The World Wide Web has changed out of all recognition since it was invented about 35 years ago. Originally a ‘web site’ was a single page of contact information, where presentation was something over which you had little control. As HTML evolved then content could be presented in a way that was more visually appealing, although maintaining this appeal was still cumbersome and required a major effort if a website comprised many pages. This began to change as the Worldwide Web Consortium laid down standards for what came to be called Cascading Style Sheets (CSS). This description denotes the way in which styles can ‘cascade’ from a stylesheet applied to an entire website, through a single webpage to a single sentence, word or even a single letter.

But the biggest single change in website development came with the advent of Dynamic HTML. This means that instead of being ‘hard-coded’ and therefore static, the content of a webpage is dynamically generated. This usually implies some sort of database behind the website (we use MySQL), and some application to retrieve the relevant information and convert it into the HTML that the webpage needs in order to display correctly (we use Coldfusion). This combination of CSS and DHTML makes a website exceptionally easy to maintain, since the look-and-feel of tens or even hundreds of webpages can be dramatically changed at a stroke by modifying the stylesheet, and content can be changed simply by tweaking the underlying data.

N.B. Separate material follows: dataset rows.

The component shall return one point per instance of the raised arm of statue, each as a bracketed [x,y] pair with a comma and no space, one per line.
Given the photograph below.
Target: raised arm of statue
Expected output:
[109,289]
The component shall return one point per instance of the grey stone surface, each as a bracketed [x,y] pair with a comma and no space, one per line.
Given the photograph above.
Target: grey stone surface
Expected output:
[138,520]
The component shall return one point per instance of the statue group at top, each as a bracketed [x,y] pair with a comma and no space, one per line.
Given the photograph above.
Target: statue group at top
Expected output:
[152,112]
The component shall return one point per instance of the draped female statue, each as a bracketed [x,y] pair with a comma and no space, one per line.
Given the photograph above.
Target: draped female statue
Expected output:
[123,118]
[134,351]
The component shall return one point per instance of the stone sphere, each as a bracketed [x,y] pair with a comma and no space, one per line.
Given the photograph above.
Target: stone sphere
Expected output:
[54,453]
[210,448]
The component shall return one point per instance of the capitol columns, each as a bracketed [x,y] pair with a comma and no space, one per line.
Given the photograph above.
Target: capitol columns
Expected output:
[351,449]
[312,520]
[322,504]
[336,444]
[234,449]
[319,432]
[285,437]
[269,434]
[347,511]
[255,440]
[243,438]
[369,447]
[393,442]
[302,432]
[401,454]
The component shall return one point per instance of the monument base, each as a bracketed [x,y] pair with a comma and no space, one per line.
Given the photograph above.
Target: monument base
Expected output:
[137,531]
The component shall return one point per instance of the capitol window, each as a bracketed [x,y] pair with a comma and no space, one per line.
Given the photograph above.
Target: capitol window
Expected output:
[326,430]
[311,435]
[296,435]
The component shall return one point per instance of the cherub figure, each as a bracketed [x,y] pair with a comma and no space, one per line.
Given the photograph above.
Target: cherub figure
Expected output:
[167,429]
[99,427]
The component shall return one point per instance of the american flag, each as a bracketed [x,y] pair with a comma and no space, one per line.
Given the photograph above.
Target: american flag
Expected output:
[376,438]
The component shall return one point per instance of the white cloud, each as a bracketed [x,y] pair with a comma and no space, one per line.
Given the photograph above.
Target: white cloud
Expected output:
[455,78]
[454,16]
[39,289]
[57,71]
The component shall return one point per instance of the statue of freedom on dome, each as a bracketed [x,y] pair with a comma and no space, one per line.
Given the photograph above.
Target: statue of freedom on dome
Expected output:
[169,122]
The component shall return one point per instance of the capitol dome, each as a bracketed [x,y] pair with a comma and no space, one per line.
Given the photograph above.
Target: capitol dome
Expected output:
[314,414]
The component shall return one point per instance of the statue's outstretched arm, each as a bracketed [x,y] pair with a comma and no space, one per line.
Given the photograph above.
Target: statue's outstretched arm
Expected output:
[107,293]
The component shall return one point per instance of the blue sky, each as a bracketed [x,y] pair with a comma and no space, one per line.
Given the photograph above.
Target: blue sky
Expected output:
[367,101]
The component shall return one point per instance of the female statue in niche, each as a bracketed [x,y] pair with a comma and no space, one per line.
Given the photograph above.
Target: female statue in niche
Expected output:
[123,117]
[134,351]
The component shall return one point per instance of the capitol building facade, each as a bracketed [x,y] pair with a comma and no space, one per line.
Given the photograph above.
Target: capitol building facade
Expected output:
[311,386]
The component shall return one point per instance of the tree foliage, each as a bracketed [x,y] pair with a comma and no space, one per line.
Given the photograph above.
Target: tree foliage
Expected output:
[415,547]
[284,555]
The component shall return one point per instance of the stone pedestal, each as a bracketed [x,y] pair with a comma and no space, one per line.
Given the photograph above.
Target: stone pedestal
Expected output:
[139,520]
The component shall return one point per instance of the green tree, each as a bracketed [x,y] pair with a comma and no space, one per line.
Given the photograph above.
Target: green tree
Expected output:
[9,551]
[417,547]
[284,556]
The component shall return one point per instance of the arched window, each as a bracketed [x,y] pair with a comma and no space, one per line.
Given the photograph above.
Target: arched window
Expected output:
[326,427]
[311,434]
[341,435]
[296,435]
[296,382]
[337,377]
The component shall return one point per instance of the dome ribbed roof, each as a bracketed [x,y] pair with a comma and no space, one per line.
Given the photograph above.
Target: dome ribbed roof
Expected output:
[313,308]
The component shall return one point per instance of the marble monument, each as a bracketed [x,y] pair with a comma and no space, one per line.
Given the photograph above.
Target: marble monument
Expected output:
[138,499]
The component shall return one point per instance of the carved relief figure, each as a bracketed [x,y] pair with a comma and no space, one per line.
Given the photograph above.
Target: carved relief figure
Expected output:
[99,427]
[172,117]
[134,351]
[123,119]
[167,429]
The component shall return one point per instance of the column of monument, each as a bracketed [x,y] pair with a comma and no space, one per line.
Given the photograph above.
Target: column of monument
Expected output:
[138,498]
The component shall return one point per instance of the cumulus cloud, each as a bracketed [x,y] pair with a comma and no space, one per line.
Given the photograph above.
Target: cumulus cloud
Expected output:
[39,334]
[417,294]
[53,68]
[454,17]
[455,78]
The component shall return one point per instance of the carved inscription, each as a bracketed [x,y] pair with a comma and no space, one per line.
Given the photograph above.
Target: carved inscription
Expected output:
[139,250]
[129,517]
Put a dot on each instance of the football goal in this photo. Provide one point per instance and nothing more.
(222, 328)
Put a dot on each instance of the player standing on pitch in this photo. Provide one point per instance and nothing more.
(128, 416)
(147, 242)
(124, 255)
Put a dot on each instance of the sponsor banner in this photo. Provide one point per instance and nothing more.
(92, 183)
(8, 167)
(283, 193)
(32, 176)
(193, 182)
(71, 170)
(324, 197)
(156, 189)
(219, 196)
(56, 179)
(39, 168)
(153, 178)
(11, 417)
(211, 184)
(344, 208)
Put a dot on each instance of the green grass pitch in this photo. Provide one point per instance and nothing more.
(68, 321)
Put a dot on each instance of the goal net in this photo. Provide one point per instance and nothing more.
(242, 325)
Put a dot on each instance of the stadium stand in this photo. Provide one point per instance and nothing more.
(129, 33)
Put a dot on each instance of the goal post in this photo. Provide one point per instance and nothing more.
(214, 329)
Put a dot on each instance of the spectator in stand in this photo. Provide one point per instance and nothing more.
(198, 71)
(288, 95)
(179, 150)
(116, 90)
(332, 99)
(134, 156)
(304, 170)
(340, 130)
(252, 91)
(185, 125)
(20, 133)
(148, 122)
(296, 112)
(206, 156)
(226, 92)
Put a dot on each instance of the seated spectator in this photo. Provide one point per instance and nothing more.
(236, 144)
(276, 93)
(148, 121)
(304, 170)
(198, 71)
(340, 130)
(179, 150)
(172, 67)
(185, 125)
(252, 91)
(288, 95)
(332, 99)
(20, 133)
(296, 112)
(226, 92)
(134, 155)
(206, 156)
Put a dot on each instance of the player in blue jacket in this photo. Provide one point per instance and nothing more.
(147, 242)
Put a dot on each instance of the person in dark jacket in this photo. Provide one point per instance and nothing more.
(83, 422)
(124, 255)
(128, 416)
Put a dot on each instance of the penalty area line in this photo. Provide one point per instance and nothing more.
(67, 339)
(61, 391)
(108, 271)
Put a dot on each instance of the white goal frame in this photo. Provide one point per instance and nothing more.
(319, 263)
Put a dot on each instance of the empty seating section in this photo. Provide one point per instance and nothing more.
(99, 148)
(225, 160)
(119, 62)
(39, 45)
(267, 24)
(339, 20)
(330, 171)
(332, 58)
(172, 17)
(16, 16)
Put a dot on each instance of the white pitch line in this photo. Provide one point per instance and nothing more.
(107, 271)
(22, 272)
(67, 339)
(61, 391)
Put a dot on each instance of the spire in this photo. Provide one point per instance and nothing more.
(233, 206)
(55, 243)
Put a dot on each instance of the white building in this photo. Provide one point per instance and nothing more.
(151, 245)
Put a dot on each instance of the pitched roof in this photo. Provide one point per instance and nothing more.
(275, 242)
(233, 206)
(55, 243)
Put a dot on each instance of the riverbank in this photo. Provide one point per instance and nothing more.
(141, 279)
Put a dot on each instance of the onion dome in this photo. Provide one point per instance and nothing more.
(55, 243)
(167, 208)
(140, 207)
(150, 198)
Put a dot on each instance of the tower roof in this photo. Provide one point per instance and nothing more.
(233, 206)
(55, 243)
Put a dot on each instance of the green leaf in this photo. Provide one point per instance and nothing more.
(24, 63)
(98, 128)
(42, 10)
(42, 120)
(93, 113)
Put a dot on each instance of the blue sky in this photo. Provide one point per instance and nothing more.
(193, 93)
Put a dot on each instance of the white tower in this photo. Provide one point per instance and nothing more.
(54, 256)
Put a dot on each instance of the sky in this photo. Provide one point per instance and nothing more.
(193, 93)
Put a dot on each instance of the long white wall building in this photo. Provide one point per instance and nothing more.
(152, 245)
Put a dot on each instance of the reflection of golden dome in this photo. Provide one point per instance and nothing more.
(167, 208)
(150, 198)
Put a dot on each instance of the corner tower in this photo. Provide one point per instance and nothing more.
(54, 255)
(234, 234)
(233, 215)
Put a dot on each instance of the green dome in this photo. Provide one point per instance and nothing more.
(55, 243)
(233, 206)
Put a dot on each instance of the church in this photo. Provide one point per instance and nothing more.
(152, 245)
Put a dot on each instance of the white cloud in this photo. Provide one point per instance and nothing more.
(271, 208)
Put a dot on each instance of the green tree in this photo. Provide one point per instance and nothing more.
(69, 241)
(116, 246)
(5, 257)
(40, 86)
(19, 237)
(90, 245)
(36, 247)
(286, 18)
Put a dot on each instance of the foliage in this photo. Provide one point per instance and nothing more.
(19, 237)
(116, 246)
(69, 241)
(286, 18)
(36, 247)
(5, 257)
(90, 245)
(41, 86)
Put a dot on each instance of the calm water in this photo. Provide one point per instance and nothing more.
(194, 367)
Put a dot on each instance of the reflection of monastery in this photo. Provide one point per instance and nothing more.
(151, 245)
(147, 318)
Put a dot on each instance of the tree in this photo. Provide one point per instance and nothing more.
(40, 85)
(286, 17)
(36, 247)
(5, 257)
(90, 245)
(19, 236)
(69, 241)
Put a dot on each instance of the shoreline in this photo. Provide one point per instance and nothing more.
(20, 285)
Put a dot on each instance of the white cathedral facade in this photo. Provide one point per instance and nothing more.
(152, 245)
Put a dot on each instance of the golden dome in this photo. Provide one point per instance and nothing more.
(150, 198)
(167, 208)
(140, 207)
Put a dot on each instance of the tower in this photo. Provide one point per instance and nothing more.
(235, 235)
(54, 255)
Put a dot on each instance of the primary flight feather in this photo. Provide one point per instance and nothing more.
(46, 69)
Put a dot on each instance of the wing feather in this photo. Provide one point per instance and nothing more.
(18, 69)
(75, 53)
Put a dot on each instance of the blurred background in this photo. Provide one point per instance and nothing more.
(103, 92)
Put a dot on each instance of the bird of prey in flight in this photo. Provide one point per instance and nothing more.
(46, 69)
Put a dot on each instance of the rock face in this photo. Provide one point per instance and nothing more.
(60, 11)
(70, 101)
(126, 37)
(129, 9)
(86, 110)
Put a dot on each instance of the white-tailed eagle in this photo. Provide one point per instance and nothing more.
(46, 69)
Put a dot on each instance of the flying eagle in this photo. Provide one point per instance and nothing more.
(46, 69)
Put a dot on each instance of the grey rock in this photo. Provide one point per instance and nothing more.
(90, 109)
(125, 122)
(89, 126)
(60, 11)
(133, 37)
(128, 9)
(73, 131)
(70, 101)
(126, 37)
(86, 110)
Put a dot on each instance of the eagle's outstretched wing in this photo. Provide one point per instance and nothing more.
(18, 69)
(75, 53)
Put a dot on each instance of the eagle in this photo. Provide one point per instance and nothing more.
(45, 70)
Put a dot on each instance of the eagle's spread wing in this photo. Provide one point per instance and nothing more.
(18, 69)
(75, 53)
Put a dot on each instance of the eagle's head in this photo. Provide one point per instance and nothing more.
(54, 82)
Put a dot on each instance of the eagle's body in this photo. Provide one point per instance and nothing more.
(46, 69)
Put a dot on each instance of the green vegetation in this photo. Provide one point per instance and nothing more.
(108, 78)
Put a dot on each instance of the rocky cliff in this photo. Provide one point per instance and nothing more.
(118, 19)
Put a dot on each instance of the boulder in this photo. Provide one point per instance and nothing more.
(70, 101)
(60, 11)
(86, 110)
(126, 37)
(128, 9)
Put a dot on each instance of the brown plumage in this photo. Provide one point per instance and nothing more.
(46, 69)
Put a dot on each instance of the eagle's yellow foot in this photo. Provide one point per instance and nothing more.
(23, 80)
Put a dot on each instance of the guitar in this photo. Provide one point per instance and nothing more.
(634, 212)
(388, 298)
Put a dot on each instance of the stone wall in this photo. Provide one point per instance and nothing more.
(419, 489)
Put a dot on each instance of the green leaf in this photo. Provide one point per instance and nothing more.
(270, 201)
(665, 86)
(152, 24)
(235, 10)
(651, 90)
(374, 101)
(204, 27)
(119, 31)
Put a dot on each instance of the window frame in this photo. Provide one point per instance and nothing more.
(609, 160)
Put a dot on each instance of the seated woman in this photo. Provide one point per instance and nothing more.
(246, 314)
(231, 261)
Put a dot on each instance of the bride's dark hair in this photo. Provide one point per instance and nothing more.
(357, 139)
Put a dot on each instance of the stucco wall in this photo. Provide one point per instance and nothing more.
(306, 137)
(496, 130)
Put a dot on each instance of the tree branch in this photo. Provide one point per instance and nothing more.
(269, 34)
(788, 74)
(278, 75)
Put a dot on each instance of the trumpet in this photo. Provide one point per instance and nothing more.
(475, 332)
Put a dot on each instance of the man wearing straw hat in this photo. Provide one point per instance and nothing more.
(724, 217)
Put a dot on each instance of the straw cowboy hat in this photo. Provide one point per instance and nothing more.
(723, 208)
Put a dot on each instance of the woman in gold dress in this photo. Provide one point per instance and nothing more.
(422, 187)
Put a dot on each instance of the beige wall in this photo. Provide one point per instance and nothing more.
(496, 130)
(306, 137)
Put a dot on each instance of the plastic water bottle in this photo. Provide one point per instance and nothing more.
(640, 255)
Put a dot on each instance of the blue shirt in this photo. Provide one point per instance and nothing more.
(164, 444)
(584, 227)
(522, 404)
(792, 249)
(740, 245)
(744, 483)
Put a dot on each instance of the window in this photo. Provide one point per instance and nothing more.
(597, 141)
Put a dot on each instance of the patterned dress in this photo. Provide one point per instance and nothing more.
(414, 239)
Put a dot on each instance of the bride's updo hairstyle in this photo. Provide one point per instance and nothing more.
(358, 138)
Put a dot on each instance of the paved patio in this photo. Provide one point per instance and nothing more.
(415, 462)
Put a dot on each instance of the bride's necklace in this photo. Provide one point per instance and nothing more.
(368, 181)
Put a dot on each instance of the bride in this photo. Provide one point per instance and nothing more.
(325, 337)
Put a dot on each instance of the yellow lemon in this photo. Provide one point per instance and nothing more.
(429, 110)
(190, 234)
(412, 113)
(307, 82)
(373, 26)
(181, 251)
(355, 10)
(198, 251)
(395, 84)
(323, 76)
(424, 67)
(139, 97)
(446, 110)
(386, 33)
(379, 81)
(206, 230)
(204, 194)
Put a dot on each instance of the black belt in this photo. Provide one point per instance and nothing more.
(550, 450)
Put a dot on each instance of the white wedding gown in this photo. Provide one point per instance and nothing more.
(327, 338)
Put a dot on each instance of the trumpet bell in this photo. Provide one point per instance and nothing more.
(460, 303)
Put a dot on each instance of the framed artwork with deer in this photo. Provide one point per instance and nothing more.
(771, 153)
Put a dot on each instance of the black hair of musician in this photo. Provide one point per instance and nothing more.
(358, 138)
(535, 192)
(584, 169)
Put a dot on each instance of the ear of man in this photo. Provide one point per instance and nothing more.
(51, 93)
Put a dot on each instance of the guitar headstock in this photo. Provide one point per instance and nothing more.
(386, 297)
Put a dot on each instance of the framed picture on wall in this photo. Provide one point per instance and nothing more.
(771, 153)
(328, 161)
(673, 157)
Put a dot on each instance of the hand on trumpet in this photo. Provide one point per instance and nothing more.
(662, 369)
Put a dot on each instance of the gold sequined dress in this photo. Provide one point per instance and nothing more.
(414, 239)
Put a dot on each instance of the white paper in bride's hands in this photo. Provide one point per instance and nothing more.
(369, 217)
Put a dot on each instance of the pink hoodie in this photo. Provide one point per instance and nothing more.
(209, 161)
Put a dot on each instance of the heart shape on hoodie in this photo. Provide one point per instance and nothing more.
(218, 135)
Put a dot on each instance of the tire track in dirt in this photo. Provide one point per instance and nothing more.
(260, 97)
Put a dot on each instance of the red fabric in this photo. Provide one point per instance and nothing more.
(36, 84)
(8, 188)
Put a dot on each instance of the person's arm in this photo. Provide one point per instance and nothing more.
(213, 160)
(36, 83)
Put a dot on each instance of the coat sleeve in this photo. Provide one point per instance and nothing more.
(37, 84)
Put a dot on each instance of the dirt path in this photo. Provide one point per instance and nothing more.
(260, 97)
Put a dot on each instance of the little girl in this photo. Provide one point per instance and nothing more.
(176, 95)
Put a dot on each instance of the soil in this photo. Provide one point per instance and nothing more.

Another feature that web developers can employ for an easier life is ‘includes’. These are exactly as their name implies, repetitive pieces of code that can be ‘included’ in a webpage, much like a sub-routine in a old computer program (BASIC anyone?). Thus this page, as uploaded to our website, looks like this:

	[include TOP]
	[include MIDDLE]
		central (main body) page content goes here
	[include BOTTOM]

croquet in Central Park TOP initialises a load of under-the-bonnet stuff, and builds the masthead (from an image, a logo and a title). MIDDLE builds the navigation bar (navbar) down the left-hand side (by reading from the sitemap table) and a formatted receptacle for the body content, while BOTTOM sets up the footer. So to create a new webpage called  sports  we need only do the following:

  1. add a  sports  record to the sitemap table, specifying navbar order, label and colour; page title, hover text etc
  2. upload an image for the masthead called  sports.png (such as the one at the right)
  3. upload the body content

and that’s about it! All the cleverness is already in place, including user authentication to restrict access to certain pages of the site.

One design aspect of this website is that webpages are ‘fluid-width’ ie, irrespective of the size of your screen, or if you resize the width of your browser window, webpages resize to fit the screen (subject to a minimum and maximum width for readability).